Up to a hundred at times. The smell of dust is striking. A memorial but not a shrine; an everyday piece of writing for the everyday papers, for everyday consumption in an everyday college report that lies around the house to be eyed here and there. It’s not a ‘here lies’, but ‘this was their everyday’. Yet there is a very pressing feeling that these things should not be rushed, that, in taking time to digest thoughts, obit writing might become more accurate; time comes to be equated with respect, the obituarist’s own strange form of mourning on other people’s behalf. Writing two, perhaps three obituaries in a day is a guilty thing. Second guesses, the fear of becoming formulaic.
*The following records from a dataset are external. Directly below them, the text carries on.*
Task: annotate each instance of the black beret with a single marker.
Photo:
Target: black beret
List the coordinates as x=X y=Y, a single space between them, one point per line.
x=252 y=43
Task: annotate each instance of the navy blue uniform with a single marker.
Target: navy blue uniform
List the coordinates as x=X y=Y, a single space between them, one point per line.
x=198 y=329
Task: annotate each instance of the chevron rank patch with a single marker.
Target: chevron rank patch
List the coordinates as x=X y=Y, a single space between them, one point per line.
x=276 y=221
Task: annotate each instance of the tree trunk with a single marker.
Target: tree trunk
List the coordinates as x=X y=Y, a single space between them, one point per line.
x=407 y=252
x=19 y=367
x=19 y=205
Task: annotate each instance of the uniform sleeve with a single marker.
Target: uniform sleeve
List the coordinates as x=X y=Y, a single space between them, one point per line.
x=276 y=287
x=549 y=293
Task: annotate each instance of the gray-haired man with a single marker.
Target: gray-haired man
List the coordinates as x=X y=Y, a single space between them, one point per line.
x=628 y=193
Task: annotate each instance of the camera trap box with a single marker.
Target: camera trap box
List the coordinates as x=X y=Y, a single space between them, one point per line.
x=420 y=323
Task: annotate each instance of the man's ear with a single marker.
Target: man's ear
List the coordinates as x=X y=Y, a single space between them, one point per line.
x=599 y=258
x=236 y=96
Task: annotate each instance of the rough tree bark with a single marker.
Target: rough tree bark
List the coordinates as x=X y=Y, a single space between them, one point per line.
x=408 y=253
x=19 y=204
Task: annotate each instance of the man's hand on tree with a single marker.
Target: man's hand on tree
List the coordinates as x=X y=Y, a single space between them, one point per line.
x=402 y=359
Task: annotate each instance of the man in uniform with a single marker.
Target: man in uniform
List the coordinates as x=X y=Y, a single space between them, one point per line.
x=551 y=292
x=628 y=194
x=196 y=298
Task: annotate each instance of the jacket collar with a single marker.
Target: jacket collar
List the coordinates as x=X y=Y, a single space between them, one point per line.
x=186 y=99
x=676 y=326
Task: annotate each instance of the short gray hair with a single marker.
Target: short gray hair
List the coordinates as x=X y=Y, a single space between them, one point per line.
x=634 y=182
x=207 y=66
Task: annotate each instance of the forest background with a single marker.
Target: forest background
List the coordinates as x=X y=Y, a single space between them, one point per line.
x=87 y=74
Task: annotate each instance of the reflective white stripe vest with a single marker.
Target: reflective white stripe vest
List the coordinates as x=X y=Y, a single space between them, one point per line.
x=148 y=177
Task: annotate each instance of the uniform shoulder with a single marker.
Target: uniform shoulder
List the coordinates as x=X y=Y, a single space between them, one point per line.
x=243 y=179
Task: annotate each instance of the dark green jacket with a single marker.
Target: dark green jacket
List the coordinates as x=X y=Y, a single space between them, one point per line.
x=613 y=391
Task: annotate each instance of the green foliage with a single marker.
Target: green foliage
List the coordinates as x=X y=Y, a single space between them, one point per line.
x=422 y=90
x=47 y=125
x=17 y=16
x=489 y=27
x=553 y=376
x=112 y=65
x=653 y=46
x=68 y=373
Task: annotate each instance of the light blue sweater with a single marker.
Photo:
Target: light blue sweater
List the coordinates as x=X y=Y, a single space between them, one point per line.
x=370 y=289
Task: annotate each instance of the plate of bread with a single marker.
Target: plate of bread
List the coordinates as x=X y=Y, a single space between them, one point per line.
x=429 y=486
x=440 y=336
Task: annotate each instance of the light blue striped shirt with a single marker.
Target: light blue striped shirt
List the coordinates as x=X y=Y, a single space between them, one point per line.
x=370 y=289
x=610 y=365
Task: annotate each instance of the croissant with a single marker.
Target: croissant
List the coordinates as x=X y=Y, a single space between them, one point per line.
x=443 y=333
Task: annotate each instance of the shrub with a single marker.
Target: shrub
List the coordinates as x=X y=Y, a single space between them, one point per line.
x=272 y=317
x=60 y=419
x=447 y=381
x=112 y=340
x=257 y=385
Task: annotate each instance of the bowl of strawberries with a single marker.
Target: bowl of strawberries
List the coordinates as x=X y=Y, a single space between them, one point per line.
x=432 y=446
Rituals to ward off a feeling of the everyday, a wrangling with habit, when it is habit that we rely on to capture a person and to tell of how they lived their days out.

She was known to joke about her writing, occasionally telling friends that their lives would make wonderful obituary material.

I wrangle with habit, and formulate friends’ anecdotes into obit-speak.

There is a smell that comes with them, and it is the smell of dust. It’s not a metaphor, the packs of information literally smell of dust. I picked them all up at once and carried them around town in a plastic bag, and when you flick through them to check a birth date, a death date, a spouse’s name, to check whether you’ve mixed one man’s time at ICI up with another’s, this smell is in the air. It’s the smell of archives. It’s filing cabinets in the office, a yellow-painted room which needs re-painting, with steel filing cabinets in an alcove, with plaster flowers around the light fitting. Fitting for these dead, whose families never ask for flowers, but perhaps a donation to a cancer charity. It’s the smell of alphabetization and a waiting list to sort them, up to a hundred at times. These are not plaster people, warts and all, but neither are they sepulchral statuary. We wrangle with habit and formula, and confuse ourselves when deciding on what is proper or traditional, on how dated we should be in approaching awkward disappointment.

The smell of dust is not a metaphor, and we try not to seem like we are dealing in word-play.

The examples of obits given in the piece are fictional.